Story Behind the Song: "The Needle and the Damage Done"

I think "The Needle and the Damage Done" is one of the most perfect songs ever written. Neil Young didn't even need three minutes to paint a haunting picture of junkiedom; on Harvest the song is 2:17. 

You'd have to be a fool cover it, let alone record a 6:21 rock version. But I played the intro one day in rehearsal while John Hummel was adjusting the cymbals to his liking. Next thing I knew, Dan Grennes had picked up his bass and the whole thing fell together, and then moved into this sprawling psychedelic jam. 

Still, I figured that would be the end of it. You just don't want to touch such an iconic song. 

But when we were recording basic tracks for Get Free at the Pigeon Club with Wayne Dorell, we threw "Needle" down at the end of the night, just for the heck of it. I guess after recording for 12 hours we were ready to cut loose, because the jam really took off. 

A few days later at SST Studios ,a very patient Jerry Ramos engineered til 3 am, while I added ambient layers of acoustic and electric guitars. I wanted to create the kind of album closer that would send the listener drifting off to dreamland under the headphones. You'll have to let me know if it works for you. 

I first heard "Needle" at 15, when I fell helplessly in love with my high school's golden boy. He was six feet of slim-hipped, long-legged basketball star charm, with a hippie soul. Girls sighed as he ambled down our preppy halls in worn Levis and a faded polo shirt, curls the color of dark honey brushing his broad shoulders. 

I sat behind him in math class, and never dared imagine he'd notice nerdy little me. But one day he turned around, ran a finger up my shin, looked into my eyes and murmured, "Mmm, sexy." I was a goner. 

Knowing him as well as I do now, I'm sure he did it mostly just to see the look on my face. But our little moment gave me the courage to sit that afternoon with the clutch of girls who gathered around him in the courtyard after lunch to listen to him strum his Yamaha and sing  "Needle," "Heart of Gold," and "If" by Bread (that was a swooner!). 

I bought Harvest that weekend, and fell in love with Neil, too. 

Somehow, this guy and I connected. We had both skipped a grade, were in deep, embattled conflict with our moms, and loved music passionately. He had a (tall, gorgeous) girlfriend but we began hanging out, and I went on agonizing breakup watch. 

We fell into a pattern - Friday afternoons I'd climb into his battered white Valiant. We'd go to McDonalds for vanilla shakes and fries, and then to his family's home on River Road, where he'd play me his favorite songs, and serenade me with his own beautiful renditions. 

Yes, he and the girlfriend finally broke up; yes, he and I finally made out; and yes, he broke my heart by taking up with the school femme fatale two weeks later. 

I forgave him when he showed up at my college dorm room that fall. We stayed friends-who-fool-around-sometimes through the next four years, even as he battled personal demons and the pull of drugs, which almost dragged him under. 

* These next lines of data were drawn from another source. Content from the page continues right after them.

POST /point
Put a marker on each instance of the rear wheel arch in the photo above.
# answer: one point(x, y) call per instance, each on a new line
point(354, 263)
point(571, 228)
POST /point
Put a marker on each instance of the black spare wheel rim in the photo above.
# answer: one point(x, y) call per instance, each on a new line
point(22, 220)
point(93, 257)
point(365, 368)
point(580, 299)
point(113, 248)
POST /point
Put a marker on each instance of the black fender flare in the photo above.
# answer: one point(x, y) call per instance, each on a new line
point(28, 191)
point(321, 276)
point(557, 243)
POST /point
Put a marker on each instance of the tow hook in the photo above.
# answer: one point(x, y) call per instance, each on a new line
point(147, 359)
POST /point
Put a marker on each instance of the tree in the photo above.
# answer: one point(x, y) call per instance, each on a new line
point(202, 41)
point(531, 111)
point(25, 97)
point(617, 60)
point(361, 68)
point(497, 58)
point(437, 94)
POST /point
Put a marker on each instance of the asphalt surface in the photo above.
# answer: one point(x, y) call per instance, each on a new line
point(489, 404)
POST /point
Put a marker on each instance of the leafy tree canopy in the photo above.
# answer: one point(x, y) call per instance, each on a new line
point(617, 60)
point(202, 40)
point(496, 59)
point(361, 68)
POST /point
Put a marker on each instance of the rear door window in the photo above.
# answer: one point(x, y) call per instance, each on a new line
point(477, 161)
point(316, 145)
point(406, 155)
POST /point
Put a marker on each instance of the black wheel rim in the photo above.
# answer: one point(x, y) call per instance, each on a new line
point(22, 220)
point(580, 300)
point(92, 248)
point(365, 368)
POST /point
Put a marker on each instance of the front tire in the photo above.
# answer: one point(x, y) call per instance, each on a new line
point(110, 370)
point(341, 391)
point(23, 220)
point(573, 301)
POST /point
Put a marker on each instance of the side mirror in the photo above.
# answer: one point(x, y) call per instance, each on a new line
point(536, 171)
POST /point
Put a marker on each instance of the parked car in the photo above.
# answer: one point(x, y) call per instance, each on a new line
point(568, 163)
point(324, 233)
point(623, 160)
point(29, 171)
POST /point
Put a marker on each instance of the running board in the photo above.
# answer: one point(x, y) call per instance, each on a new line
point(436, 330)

For years, he stayed safe in adulthood and a flourishing executive career, visiting me in NYC every August for the US Open. But one year another tall, gorgeous girlfriend busted his heart, and he didn't come. And the pull came back. 

When his brother called, I knew the news was bad. A combo of hard drugs, a vicious bar punch, and cracking his head on an unforgiving wood corner on his way to the floor left him near death, deep in a coma. 

There he stayed for a month, and then one day he was back, but how back, no one knew. His brother called again to say that when the doctors brought in a tray of variously shaped blocks, to test whether he could distinguish colors and shapes, he put them in his mouth, like a toddler. 

He fought his way back, though, losing his sense of taste, hearing in one ear, peripheral vision and some frontal lobe activity, but not his sense of humor, his foxiness, or his passion for music. He even struggled through finishing his MBA. One strange side effect was that music began pouring through him again. He could pick up the guitar and effortlessly perform a huge catalog of songs he hadn't played in a decade. 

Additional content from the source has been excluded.